海外であれば仕事の範囲を明確にすることでより専門性を高める、ジョブ型人事制度の導入となるところですが、日本の場合にはなかなかそうはいきません。学卒の未経験者を採用し、数年かけて育成していく仕組みは一気には変わらないという前提で考える必要があります。
そこで、日本企業においては、経験とスキル、育成機会と連動した「日本版のジョブ型」の人事制度を構築する必要があります。
「日本版のジョブ型」人事制度を構築できるか
若いうちは経験や研修機会を通じてキャリアアップをすることがある程度可能として、ただ一定以上の役割や仕事は、実績やスキルがないとできない仕組みにしていくというのが、「日本版のジョブ型」のひとつの形でしょう。管理職や専門職として独り立ちしたあとは、ここまでのキャリアを前提に職務記述書に基づいた報酬や役割で仕事をする仕組みを導入するのです。
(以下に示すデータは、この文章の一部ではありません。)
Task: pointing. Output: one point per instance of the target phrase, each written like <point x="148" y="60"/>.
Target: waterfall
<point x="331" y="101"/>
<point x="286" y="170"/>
そうしていけば、企業としては役職がむやみに増えることを避けることができます。また、若いうちによく行われる育成機会としての人事異動が弊害になることはありません。まさにいいとこどりの人事制度といえるかもしれません。
こうしたことから、日本版ジョブ型の導入を検討する企業は着実に増えています。人的資本経営の推移などが検討のきっかけになっているのでしょうが、筆者の会社にも問い合わせをいただき、具体的に取り組みが始まるケースが幾つも出てきています。
ただ、移行するにあたっては、企業側には相応の“負担”も出てきます。社員の報酬に関する生活保障をしながら制度移行をすると、総人件費は一時的としても増加傾向になります。
ただ、日本には業績が堅調かつ手元のキャッシュが潤沢な企業も少なくありませんので、そうした状況下、賃上げと人事制度改革に同時に取り組むことが大きな動きになっていくかもしれません。賃上げが企業と社員の双方のメリットとして加速するか、今年がひとつの大きな正念場となるのは間違いありません。